If state legislators are truly concerned about animal welfare, they will do all they can to crack down on puppy mills and their ilk.
Commercial operations breed dogs and cats for sale, often raising the animals in inhumane conditions, spending as little money as possible on care in order to maximize profits.
Animals raised in these places often develop lifetime health problems, which generate large veterinary bills for the owners who buy their dogs and cats.
One way to choke off the demand for their product is to cut off one of their main markets — retail pet stores.
A bill pending in the Legislature (S7711) would attempt to do that by prohibiting pet stores from selling dogs and cats raised by commercial breeders.
The idea is not only to reduce the market for puppy-mill pets, but to encourage potential pet owners to obtain their animals from animal- and rescue shelters, which find homes for abandoned and abused pets and their offspring.
Pet stores would be allowed to facilitate adoptions of dogs and cats from shelters, under the legislation.
According to the ASPCA, animal shelters in the U.S. take in about 6.5 million pets a year — about 3.3 million dogs and 3.2 million cats.
About 3.2 million shelter animals are adopted each year. Those left behind are either kept in the shelters or euthanized.
Animal shelters in the U.S. euthanize about 1.5 million animals a year.
What those statistics say is that there are plenty of pets available for adoption from shelters without people having to go to pet stores to purchase animals supplied by commercial breeders.
So any legislation that encourages people to adopt pets from shelters would help alleviate the oversupply of pets.
But this legislation, while helpful, isn’t the be-all, end-all to the problem.
For one, it implies that all pet breeders are raising animals under poor conditions and that all animal shelters house “perfectly healthy and adoptable animals.” Neither is always true.
It also makes the assumption that pet stores are the only places where dogs raised in puppy mills are sold.
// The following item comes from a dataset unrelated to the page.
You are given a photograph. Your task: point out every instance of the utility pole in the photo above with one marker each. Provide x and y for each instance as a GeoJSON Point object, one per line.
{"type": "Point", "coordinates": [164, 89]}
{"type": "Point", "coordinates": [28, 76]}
A Washington Post investigation in April showed that some rescue operations, flush with donations, spend a lot of money to purchase special dogs from the puppy mills they despise. They then adopt out the animals as rescue animals.
New York state has seen a proliferation of puppy mills because Ohio and Pennsylvania have cracked down on them, forcing illicit breeders into New York.
So yes, this legislation is important.
But it’s only one step in eliminating businesses that profit off abused animals.
The state needs to follow it up with tighter regulations on organizations that sell and adopt-out pets and with tougher enforcement of puppy mills and large-scale breeding operations.